Я не спрашивала его о том, что сделал мой отец. За что бы, по мнению Дамиана, он ни был в ответе ― это все ложь или ошибка. Уоррен Седжвик был самым добрым, самым щедрым человеком в мире. Он использовал свои связи в гостиничном бизнесе, чтобы строить плотины, скважины и водяные насосы для людей, в самых отдаленных регионах мира, в местах, на которые остальным было наплевать. Он обеспечивал микрозаймы, финансировал школы, продовольственные фонды, больницы. Он выступал против несправедливости, всегда относился к сотрудникам с уважением и достоинством, и он всегда, всегда пек своей дочери блинчики на завтрак в воскресенье.
Когда я и мой отец только прибыли в Сан-Диего, это были блинчики в форме Микки Мауса с сахарной пудрой и сиропом. Потом они превратились в сердечки и всякие штучки для принцесс. И, хотя я уже была взрослой девочкой, он не позволял мне забыть о детстве и все еще придерживался этой традиции. Недавно он начал делать карикатуры моей обуви и сумочек, большие бесформенные сгустки теста, и настаивал, чтобы я осмотрела их со всех сторон и оценила. Начинка менялась по моему вкусу ― бананы с «Нутеллой», свежие ягоды с коричневым сахаром и корицей, шоколадная крошка с апельсиновой цедрой. Мой отец имел сверхъестественную способность заглядывать мне в мысли, отыскивать мои желания и воплощать их в реальность. Я думала о лимонном твороге с сыром маскарпоне не потому, что я хотела его, а потому, что он просто смог это почувствовать ― мое желание в этот день ― так он узнал бы, что я жива.
Большинство ушибов уже заживало, но мой палец все еще был красным, напоминая мне о том, что часть меня, запечатанная в пластиковый пакет, хранилась в морозилке. Я сняла свои акриловые ногти, откусывая и дергая, пока не добралась до ногтевого ложа. Девять ногтевых пластин вместо десяти, все потрескавшиеся, ребристые, и все покрыты гадким, белым слоем. Я подумала, что это хорошее прощание с павшим товарищем. Салют девяти пальцев.
Я скучала по тяжести маминого ожерелья на шее. Скучала по своему мизинцу. Скучала по волосам. Я чувствовала, как все, что удерживало мою силу, медленно рассыпалось, распадалось на части, кусок за куском. Я исчезала, раскалывалась как скалы, которые съедает море.
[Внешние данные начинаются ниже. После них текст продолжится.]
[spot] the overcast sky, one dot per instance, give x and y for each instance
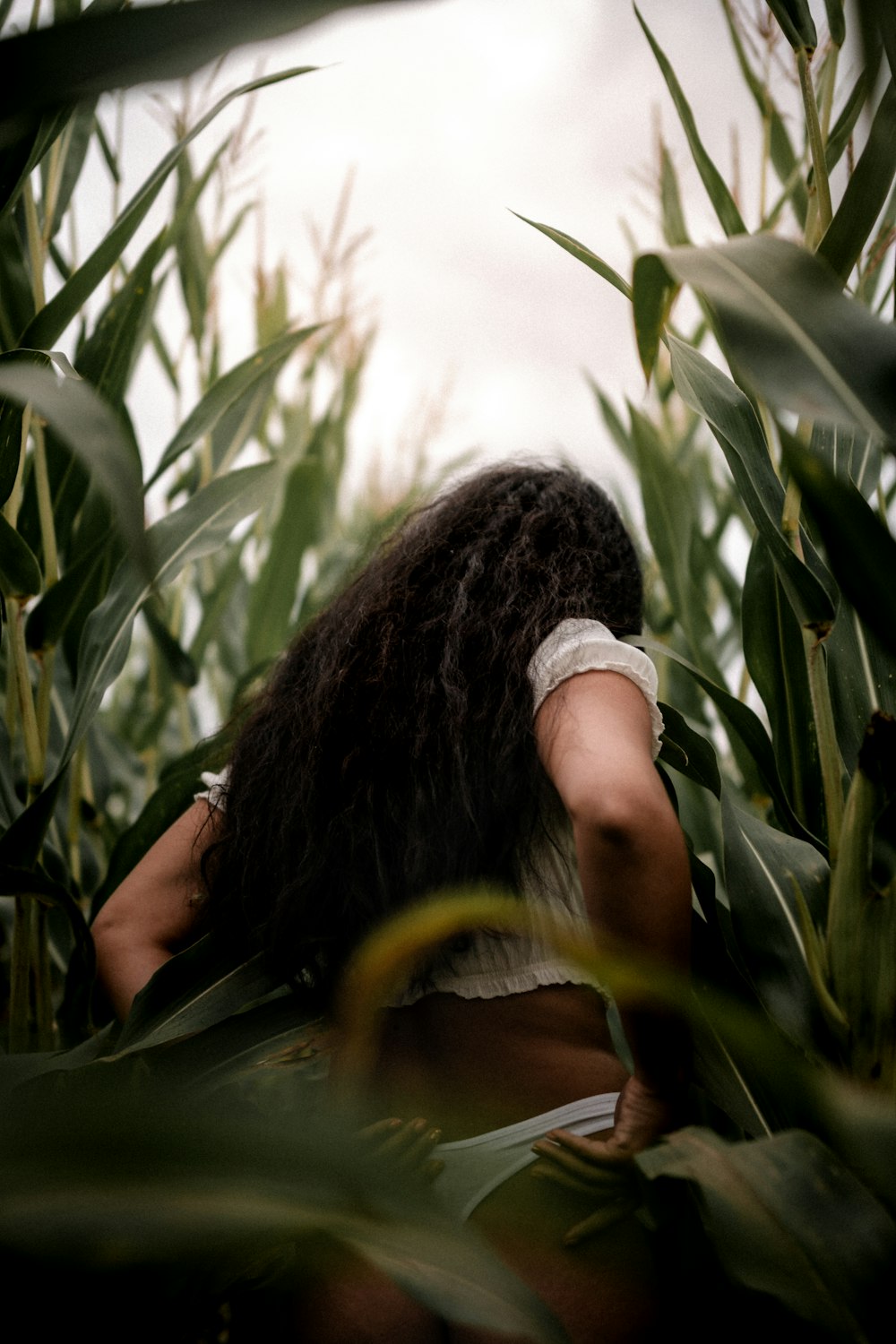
(452, 113)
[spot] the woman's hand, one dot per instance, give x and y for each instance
(605, 1168)
(409, 1142)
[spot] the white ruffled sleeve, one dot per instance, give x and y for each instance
(215, 788)
(590, 647)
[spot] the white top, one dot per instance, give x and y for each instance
(493, 965)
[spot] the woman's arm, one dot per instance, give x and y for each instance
(151, 916)
(594, 738)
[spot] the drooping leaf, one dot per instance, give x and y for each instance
(89, 427)
(797, 24)
(99, 51)
(204, 523)
(777, 663)
(807, 347)
(788, 1219)
(764, 917)
(210, 1191)
(860, 548)
(19, 570)
(866, 193)
(228, 389)
(732, 419)
(274, 591)
(719, 195)
(581, 253)
(745, 728)
(688, 752)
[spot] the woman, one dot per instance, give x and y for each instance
(462, 712)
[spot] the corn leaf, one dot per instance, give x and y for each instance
(788, 1219)
(719, 195)
(764, 918)
(581, 253)
(99, 51)
(203, 524)
(796, 22)
(209, 1190)
(48, 324)
(777, 663)
(228, 392)
(688, 752)
(743, 728)
(19, 569)
(89, 427)
(860, 550)
(866, 193)
(735, 425)
(807, 347)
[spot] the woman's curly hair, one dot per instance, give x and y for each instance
(392, 752)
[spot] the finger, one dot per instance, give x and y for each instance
(586, 1163)
(600, 1220)
(557, 1176)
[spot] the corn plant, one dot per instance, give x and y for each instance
(780, 679)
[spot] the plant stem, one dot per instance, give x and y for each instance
(21, 976)
(831, 766)
(818, 226)
(35, 246)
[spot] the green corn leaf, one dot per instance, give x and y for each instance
(670, 523)
(19, 570)
(788, 1220)
(202, 526)
(806, 346)
(108, 357)
(866, 194)
(48, 324)
(734, 422)
(860, 550)
(274, 591)
(228, 389)
(845, 124)
(861, 679)
(688, 752)
(581, 253)
(675, 228)
(764, 916)
(23, 142)
(780, 150)
(16, 298)
(775, 660)
(836, 22)
(80, 134)
(743, 728)
(719, 195)
(796, 21)
(89, 427)
(11, 413)
(48, 618)
(179, 663)
(861, 925)
(101, 51)
(185, 1188)
(653, 293)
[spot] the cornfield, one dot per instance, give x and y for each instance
(769, 430)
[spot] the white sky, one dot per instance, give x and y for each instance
(452, 113)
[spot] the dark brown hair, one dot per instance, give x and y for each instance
(392, 752)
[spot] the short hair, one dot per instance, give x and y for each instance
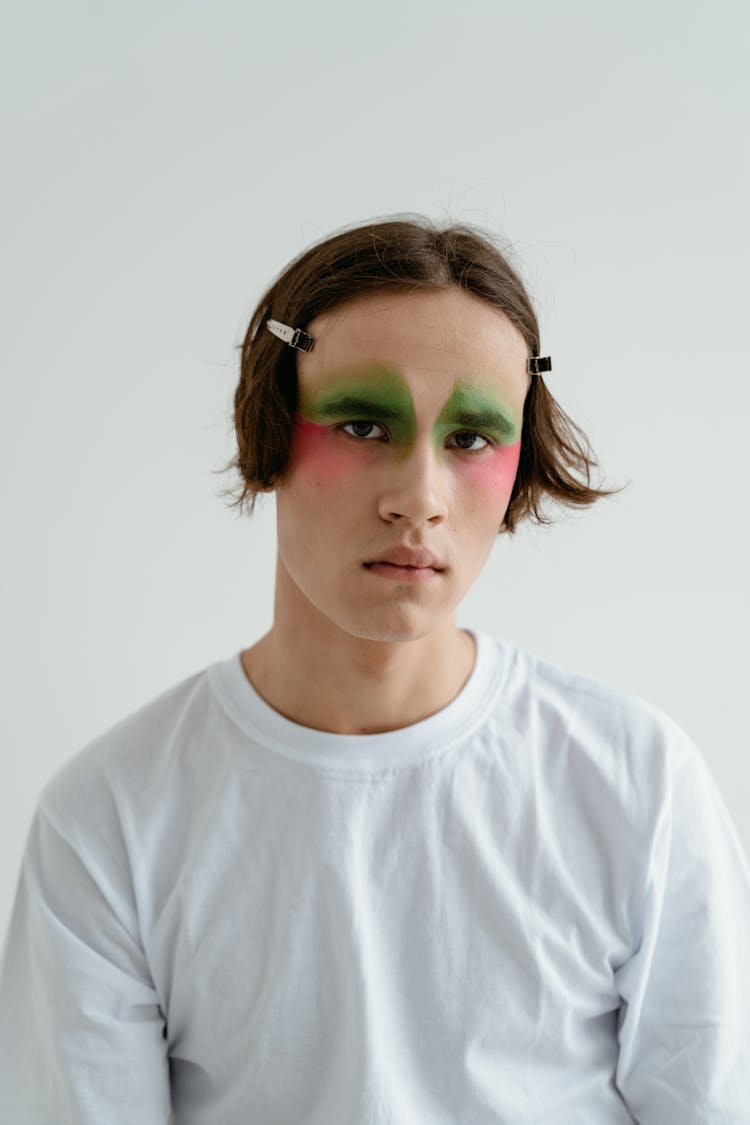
(406, 254)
Я впервые вышла на палубу с того дня, когда Дамиан затащил меня сюда, когда он выкинул мой кулон в воду. Мы находились на средних размеров яхте, достаточно крепкой для того, чтобы ходить в открытом море, но достаточно неприметной, если нужно скрыться. Дамиан поставил ее на автопилот и сидел на палубе в шезлонге – рыбачил. Все, что он поймает, будет нашим ужином.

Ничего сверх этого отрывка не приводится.